The State Duma has extended the deadline for free privatizations of housing by three years, pushing back the deadline to March 1, 2013, after homeowners experienced difficulty completing the arduous process.

Critics of the extension say it could endanger cities' affordable housing programs, as residents of apartments currently owned by municipalities privatize them. But the Kremlin has backed the measure, and it sailed through the State Duma in all three readings Friday.

The amendments' authors, United Russia members Vladimir Gruzdev and Andrei Nazarov, said they hoped that the initiative would give homeowners another chance.

"Sixteen percent of those who wanted to privatize their apartments haven't done it so far. Some people missed the deadline because of the long procedure of formalizing documents, others — mostly military officers — had nothing to privatize because they hadn't received their apartments by the time that the process was to be over," Nazarov told The Moscow Times.

If the measure is approved by the Federation Council and signed into law, it will be the second time that the period has been extended. Apartment privatizations began in 1992 and were supposed to be completed in 2007, but the period was extended for three years because officials were not able to cope with the rush of people who wanted to have their housing privatized as the deadline neared.

"We hope that all people who want to have their housing privatized will meet the deadline this time," said Nazarov, who is deputy chairman of the Duma's Legislation Committee.

The construction of social housing declined by 90 percent because of the financial crisis, and some people received apartments later than they had anticipated. They will also have a chance to own their apartments after the amendments are signed into law, Nazarov said.

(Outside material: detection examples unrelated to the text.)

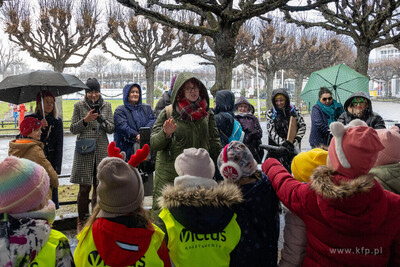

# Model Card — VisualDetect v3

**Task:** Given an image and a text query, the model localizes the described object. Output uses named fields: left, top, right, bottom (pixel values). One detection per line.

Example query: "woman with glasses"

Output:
left=338, top=92, right=386, bottom=129
left=309, top=87, right=344, bottom=148
left=70, top=78, right=114, bottom=232
left=150, top=72, right=222, bottom=213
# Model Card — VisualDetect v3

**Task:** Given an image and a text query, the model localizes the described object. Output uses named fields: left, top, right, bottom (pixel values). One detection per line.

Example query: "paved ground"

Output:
left=63, top=114, right=311, bottom=255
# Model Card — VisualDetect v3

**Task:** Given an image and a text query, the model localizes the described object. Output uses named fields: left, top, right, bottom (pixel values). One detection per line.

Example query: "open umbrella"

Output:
left=301, top=64, right=369, bottom=107
left=0, top=70, right=88, bottom=104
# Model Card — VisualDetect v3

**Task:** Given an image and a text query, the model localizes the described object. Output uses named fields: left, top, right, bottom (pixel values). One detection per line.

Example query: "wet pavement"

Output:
left=0, top=102, right=400, bottom=251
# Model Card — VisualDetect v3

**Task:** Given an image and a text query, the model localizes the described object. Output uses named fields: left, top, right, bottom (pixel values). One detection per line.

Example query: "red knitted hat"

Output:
left=19, top=117, right=42, bottom=136
left=328, top=119, right=384, bottom=179
left=375, top=126, right=400, bottom=166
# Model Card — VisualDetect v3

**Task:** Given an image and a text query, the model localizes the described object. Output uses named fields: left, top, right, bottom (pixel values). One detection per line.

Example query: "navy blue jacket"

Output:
left=308, top=105, right=330, bottom=147
left=114, top=83, right=156, bottom=161
left=230, top=171, right=279, bottom=266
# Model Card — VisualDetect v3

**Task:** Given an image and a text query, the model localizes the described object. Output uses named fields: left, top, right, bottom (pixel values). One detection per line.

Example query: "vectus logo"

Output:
left=179, top=229, right=226, bottom=243
left=88, top=250, right=103, bottom=266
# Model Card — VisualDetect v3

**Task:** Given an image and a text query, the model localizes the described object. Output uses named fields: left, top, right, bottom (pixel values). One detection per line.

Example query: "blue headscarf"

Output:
left=317, top=99, right=344, bottom=127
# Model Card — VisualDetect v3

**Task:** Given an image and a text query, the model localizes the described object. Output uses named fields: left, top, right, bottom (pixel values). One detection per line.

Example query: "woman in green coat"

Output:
left=150, top=72, right=222, bottom=213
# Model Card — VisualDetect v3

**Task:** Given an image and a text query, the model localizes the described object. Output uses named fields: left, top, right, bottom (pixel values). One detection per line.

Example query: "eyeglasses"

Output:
left=351, top=98, right=367, bottom=106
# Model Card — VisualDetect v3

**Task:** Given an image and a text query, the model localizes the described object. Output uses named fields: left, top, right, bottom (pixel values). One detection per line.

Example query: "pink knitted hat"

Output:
left=0, top=156, right=50, bottom=214
left=374, top=126, right=400, bottom=166
left=328, top=119, right=384, bottom=179
left=174, top=147, right=218, bottom=187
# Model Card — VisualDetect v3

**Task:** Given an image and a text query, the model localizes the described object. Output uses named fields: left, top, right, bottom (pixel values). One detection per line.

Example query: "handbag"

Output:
left=75, top=138, right=96, bottom=155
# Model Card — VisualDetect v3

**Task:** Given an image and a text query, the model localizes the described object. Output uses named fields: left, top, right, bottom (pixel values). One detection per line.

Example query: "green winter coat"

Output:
left=150, top=72, right=222, bottom=212
left=369, top=163, right=400, bottom=195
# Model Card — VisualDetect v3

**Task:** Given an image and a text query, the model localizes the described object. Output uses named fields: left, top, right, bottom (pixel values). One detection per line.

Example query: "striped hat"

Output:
left=0, top=156, right=50, bottom=214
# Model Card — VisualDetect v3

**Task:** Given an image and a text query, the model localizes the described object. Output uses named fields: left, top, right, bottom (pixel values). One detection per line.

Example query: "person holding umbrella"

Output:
left=8, top=117, right=58, bottom=197
left=267, top=88, right=306, bottom=172
left=309, top=87, right=344, bottom=148
left=337, top=91, right=386, bottom=129
left=26, top=90, right=64, bottom=209
left=70, top=78, right=114, bottom=232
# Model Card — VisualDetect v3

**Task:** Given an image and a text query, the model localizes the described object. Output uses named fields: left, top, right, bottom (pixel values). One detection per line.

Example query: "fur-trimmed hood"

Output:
left=158, top=183, right=243, bottom=233
left=310, top=166, right=388, bottom=234
left=310, top=166, right=374, bottom=199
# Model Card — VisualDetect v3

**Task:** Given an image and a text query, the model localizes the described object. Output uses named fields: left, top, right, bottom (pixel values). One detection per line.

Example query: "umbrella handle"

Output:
left=40, top=90, right=45, bottom=119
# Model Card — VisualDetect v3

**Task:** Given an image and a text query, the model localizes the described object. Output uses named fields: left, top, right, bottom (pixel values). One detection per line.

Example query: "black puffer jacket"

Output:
left=214, top=90, right=235, bottom=147
left=230, top=171, right=279, bottom=267
left=337, top=92, right=386, bottom=129
left=25, top=112, right=64, bottom=174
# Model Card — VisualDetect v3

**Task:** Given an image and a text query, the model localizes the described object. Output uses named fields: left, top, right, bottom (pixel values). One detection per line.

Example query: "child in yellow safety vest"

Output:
left=74, top=142, right=171, bottom=266
left=217, top=141, right=279, bottom=267
left=0, top=156, right=74, bottom=267
left=159, top=148, right=243, bottom=267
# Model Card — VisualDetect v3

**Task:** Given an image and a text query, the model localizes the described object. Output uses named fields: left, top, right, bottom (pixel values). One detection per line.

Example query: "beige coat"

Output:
left=8, top=138, right=58, bottom=188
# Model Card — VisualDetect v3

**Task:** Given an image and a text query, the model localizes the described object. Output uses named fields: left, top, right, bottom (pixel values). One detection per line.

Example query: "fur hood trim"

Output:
left=158, top=183, right=243, bottom=209
left=310, top=166, right=374, bottom=199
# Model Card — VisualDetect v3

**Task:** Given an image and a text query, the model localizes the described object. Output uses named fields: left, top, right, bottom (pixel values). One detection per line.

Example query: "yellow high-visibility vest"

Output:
left=29, top=230, right=68, bottom=267
left=74, top=224, right=164, bottom=267
left=159, top=209, right=241, bottom=267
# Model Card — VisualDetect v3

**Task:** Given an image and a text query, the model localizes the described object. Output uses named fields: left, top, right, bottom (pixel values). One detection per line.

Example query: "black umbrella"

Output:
left=0, top=70, right=89, bottom=104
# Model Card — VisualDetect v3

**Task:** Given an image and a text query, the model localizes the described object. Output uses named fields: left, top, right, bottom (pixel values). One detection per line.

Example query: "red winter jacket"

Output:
left=262, top=158, right=400, bottom=267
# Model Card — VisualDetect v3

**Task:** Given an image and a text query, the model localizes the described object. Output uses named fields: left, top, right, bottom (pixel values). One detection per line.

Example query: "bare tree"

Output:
left=1, top=0, right=109, bottom=72
left=0, top=41, right=22, bottom=77
left=247, top=20, right=294, bottom=109
left=285, top=0, right=400, bottom=76
left=286, top=30, right=348, bottom=106
left=368, top=58, right=400, bottom=97
left=1, top=0, right=109, bottom=117
left=103, top=9, right=205, bottom=107
left=200, top=22, right=257, bottom=96
left=83, top=54, right=110, bottom=77
left=117, top=0, right=332, bottom=93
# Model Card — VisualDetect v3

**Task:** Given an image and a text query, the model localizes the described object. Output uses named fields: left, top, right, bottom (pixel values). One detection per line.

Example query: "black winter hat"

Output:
left=86, top=78, right=100, bottom=92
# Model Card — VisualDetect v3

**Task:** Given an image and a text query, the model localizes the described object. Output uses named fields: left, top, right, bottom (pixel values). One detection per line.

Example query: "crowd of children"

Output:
left=0, top=83, right=400, bottom=267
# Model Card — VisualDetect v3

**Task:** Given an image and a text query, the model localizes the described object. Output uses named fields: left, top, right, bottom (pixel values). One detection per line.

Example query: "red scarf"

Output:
left=179, top=98, right=208, bottom=121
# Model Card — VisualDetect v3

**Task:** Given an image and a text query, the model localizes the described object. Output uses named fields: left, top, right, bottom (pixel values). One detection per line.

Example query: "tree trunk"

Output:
left=294, top=73, right=304, bottom=110
left=265, top=71, right=274, bottom=111
left=355, top=45, right=371, bottom=77
left=53, top=64, right=64, bottom=119
left=145, top=66, right=156, bottom=108
left=212, top=25, right=236, bottom=95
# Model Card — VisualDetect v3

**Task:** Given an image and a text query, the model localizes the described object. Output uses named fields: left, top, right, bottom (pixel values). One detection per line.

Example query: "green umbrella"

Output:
left=301, top=63, right=369, bottom=108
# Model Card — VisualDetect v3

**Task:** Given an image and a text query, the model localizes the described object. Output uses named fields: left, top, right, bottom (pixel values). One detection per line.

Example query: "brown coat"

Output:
left=8, top=139, right=58, bottom=188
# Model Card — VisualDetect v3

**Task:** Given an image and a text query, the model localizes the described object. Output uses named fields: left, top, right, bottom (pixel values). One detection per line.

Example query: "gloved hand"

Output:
left=282, top=141, right=294, bottom=153
left=97, top=114, right=106, bottom=124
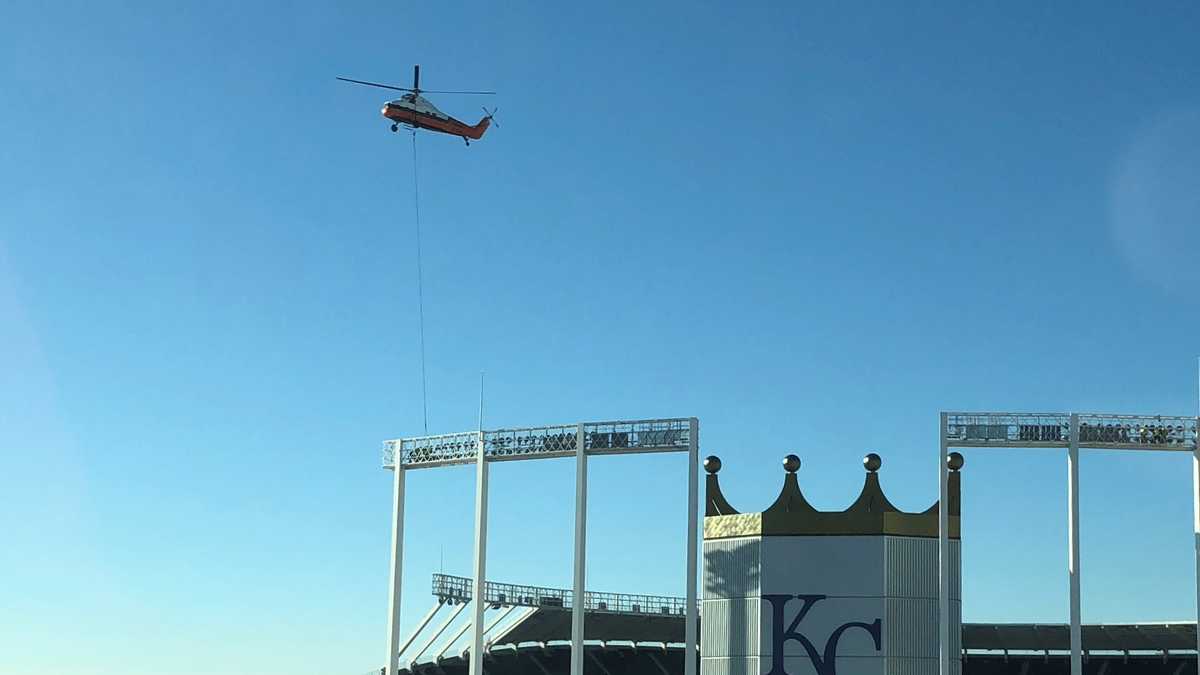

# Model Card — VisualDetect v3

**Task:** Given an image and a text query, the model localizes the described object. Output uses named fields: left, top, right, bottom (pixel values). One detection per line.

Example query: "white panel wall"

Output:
left=701, top=536, right=961, bottom=675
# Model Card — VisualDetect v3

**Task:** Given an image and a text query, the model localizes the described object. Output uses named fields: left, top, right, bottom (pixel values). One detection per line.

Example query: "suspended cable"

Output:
left=413, top=129, right=430, bottom=436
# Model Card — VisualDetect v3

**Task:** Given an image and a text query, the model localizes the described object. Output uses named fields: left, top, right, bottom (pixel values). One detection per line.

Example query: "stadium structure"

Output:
left=373, top=413, right=1200, bottom=675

The extension will also allow World War II veterans to privatize their long-awaited apartments, which both President Dmitry Medvedev and Prime Minister Vladimir Putin have repeatedly promised would be ready by Victory Day, May 9.

In November, Putin also vowed to provide housing by 2012 for all military officers who have retired in the last 20 years.

Vedomosti reported last week that the Defense Ministry this year would take over a state program, previously handled by the housing and utilities fund, to buy up and complete unfinished housing as part of the government's anti-crisis relief to the construction industry.

People lost interest in the privatizations almost immediately after the first extension because they figured that they had three more years and began procrastinating, said Nikolai Fedoseyev, first deputy head of the Moscow City Hall's housing department.

"As a result, long lines appeared in the reception centers that were accepting documents for privatizations last year because people started filing applications at the last moment. It will happen again in 2012," he said.

Duma Speaker Boris Gryzlov pinned the blame on clerks last week, saying they were taking advantage of the situation to collect bribes.

But Fedoseyev contended that the amendments posed a threat to the city's stock of social housing.

"Only 18 percent of 3.8 million apartments in Moscow belong to the city. The rest are people's property," he said, adding that 183,355 applications for privatization were filed in Moscow last year, compared with 50,000 to 60,000 in other years.

People who want to de-privatize their housing will also be able to do that before March 1, 2013, Nazarov said.

Some people who are struggling to pay property taxes could stand to gain from giving their apartments back and renting them under affordable state housing programs. Some elderly apartment owners are also afraid that someone may do harm to them in order to take over their apartments, Nazarov said.

President Dmitry Medvedev said Saturday that the decision to extend the period for free privatization was very important.

"It's a human decision, absolutely," Medvedev said at the meeting with the heads of the four political parties that have seats in the State Duma. "I was repeatedly asked about that, and political parties appealed."